A história do Hino Nacional Brasileiro

O hino do Brasil foi escrito por Joaquim Osório Duque Estrada e a música foi elaborada por Francisco Manuel da Silva em 1831. Isso quase todos sabemos, mas tem muita história envolvendo a criação desse hino que pouca gente sabe.

Antes de se chamar “Hino Nacional”, o hino foi chamado de Hino 7 de abril (em razão da abdicação de D. Pedro I) e Marcha Triunfal. Porém, depois da Proclamação da República, Deodoro da Fonseca, que governava o Brasil provisoriamente, resolveu fazer um grande concurso para se obter um novo hino.

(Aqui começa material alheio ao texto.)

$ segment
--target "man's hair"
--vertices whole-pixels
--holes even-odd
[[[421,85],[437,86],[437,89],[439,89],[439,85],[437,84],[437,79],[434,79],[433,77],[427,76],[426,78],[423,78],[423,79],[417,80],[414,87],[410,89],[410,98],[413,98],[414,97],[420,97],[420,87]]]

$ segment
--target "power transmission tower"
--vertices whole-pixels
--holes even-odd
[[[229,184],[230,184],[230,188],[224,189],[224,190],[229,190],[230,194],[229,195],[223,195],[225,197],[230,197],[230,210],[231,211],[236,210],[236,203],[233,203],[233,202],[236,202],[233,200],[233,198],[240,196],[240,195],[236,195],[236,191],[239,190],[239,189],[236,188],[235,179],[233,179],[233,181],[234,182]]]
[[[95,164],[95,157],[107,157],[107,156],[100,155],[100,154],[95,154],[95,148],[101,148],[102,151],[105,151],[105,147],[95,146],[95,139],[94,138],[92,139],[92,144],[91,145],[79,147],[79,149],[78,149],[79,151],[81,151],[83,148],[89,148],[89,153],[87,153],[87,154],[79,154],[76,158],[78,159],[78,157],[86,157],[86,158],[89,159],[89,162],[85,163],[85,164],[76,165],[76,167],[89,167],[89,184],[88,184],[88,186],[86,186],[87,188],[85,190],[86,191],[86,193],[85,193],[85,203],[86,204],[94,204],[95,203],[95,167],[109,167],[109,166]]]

Quem ganhou o concurso foi Leopoldo Miguez, entro 36 candidatos. Entre os candidatos estavam Alberto Nepomuceno e Francisco Braga. Porém, o povo não aceitou a letra de Leopoldo Miguez, já que o hino de 1831 estava bem popular. Diante da preferência da população, Deodoro da Fonseca disse: “Prefiro o hino já existente!”. Mas Deodoro não descartou a música de Leopoldo Miguez, e a denominou como Hino da Proclamação da República.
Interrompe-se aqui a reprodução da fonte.